What is it about the eye that communicates so much of what we’re feeling? What physically, objectively, changes when we think we see emotion in another person’s eyes? Does it have to do with the pupil? With the shape of the eye (i.e., with how open or closed it is, whether the top eyelid is more closed than the bottom one or vice versa, what position the eyebrow’s in, etc.)? Or do we really somehow see through the eye into the soul? My wife’s eyes are focused on my own. Her eyelids aren’t closed, but her eyebrows are very, very close to her eyes, nearly folding over her top eyelids. Her pupils seem almost to have disappeared. The rest of her face remains completely still. I am finding it difficult to keep looking. It is uncomfortable. I am self-conscious. If I believe in what I’ve been saying, I should maintain eye contact. Maybe it’s not the eyes that express emotion, I think later, but their reflection in the perceiver’s eyes.

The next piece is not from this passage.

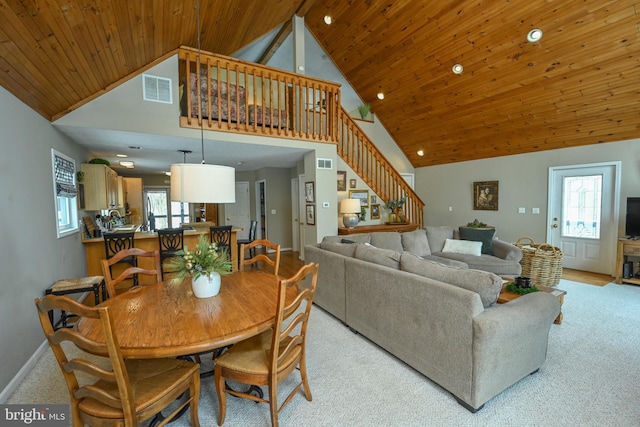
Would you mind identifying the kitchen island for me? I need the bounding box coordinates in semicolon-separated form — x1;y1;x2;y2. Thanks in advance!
82;227;242;283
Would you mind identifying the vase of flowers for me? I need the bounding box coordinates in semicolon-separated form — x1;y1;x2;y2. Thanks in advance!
171;234;231;298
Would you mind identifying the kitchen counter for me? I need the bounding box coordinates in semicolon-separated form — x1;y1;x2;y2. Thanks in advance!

[INT. Livery Stable (DAY)]

How can you tell the main character of a story? By the number of pages devoted to him? I hope it’s a little more complicated than that.

(Binet, HHhH)

To influence a person is to give him one’s own soul. He does not think his natural thoughts, or burn with his natural passions. His virtues are not real to him. His sins, if there are such things as sins, are borrowed. He becomes an echo of someone else’s music, an actor of a part that has not been written for him. The aim of life is self-development. To realize one’s nature perfectly — that is what each of us is here for. People are afraid of themselves, nowadays. They have forgotten the highest of all duties, the duty that one owes to one’s self.

(Wilde, Gray)

I am too much concentrated on myself. My own personality has become a burden to me. I want to escape, go away, to forget.

(Wilde, Gray)

It’s not fair. It wasn’t supposed to happen this way. It shouldn’t have happened.